In one embodiment of the present invention, a class name from an identified object class is used to create an object of that class. The class name and the desired properties of the object to be created are given as input variables to an object creation procedure in the opaque interface 4. The object creation procedure calls the corresponding object creation function for the object system 12 that defines the class with that name. If the properties specified for the desired object are valid for objects of classes with that name, the object system 12 creates the object and returns it to the object creation function. The object creation function creates an object of the requesting unit programming language and inserts the object system handle and object system object into the requesting unit programming language object as elements The requesting unit programming language object is then returned to the requesting unit 2.

In another embodiment of the present invention, a requesting unit operates on an unidentified object by using the opaque interface 4. A procedure in the opaque interface 4 that provides the desired object operation is called by the requesting unit 2 which provides the unidentified object as an input variable. The procedure retrieves from the object the stored object system handle and uses this handle to locate the function registered with the opaque interface 4 by the object system 12 that created the unidentified object. The procedure then calls the appropriate registered function for the object system 12 that created the object, which in turn communicates with the object system to operate on that object.

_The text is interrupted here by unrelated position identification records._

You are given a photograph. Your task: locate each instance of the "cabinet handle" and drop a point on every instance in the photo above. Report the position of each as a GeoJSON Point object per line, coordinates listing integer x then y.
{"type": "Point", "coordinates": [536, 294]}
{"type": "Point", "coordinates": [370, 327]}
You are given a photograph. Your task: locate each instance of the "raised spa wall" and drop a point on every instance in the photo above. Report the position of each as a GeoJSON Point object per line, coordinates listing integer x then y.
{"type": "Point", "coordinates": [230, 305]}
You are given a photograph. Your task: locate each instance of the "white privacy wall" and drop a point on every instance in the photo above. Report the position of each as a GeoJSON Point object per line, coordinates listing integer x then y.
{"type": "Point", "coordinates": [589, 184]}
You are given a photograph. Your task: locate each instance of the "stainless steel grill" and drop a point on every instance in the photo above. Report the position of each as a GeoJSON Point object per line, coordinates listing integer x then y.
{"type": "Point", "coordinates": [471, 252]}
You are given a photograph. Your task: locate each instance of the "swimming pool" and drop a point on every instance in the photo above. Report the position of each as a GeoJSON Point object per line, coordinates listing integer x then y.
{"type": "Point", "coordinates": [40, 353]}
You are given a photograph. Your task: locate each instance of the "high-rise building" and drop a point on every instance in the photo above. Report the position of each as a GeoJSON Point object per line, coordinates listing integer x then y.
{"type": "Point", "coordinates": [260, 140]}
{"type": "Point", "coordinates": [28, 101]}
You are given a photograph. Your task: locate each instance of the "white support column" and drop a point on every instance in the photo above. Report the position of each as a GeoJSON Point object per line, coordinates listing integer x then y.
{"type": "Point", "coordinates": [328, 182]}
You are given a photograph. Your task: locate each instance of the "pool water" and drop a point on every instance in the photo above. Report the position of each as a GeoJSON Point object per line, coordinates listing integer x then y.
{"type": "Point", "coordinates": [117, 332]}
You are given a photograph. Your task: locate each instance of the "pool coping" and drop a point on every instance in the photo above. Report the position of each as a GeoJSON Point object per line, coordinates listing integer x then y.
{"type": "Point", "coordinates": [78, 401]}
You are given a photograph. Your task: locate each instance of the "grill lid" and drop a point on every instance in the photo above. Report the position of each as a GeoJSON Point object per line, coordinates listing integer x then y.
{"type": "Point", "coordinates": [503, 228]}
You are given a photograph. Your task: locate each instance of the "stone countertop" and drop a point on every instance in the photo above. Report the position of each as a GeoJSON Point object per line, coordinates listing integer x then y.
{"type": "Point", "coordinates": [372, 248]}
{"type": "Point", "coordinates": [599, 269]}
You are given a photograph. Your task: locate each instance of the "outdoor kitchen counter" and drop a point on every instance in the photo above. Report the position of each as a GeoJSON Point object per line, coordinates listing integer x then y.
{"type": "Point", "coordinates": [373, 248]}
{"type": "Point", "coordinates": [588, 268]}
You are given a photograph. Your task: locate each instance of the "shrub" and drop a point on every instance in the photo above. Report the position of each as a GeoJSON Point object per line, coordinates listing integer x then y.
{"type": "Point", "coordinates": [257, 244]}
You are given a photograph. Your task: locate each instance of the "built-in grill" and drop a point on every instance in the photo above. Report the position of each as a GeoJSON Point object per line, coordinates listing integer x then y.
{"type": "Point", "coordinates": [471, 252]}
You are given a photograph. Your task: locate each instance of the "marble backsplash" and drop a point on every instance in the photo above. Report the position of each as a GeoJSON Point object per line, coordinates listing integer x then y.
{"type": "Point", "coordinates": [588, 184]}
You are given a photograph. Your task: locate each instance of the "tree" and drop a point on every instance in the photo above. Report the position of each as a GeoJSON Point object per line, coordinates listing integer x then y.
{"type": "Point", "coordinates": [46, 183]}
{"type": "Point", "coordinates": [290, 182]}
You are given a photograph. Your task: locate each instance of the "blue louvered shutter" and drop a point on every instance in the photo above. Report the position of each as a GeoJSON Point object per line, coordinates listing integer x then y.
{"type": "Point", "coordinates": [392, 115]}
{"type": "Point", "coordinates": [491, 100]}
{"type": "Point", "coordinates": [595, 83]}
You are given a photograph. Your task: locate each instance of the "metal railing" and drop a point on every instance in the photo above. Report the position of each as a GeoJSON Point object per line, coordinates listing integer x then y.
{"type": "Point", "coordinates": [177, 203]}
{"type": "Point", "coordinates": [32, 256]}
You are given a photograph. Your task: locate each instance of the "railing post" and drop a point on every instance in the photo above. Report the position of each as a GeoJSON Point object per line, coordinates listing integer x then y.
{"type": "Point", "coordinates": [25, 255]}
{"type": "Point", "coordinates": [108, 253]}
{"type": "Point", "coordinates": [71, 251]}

In a different embodiment of the present invention, the requesting unit 2 that is attempting to communicate with the foreign object system 12 is written in an array-oriented programming language, such as MATLAB. Requesting units written in array-oriented programming languages, that is, programming languages which have the ability to manipulate data in array structures, often need to interact with objects from foreign object systems which may or may not have array capabilities. The method of the present invention enables a requesting unit 2 written in an array-oriented programming language to take advantage of the native array capabilities of foreign object systems, while also using the array capabilities of the requesting unit's programming language to manipulate foreign objects created from foreign object systems which lack array capabilities.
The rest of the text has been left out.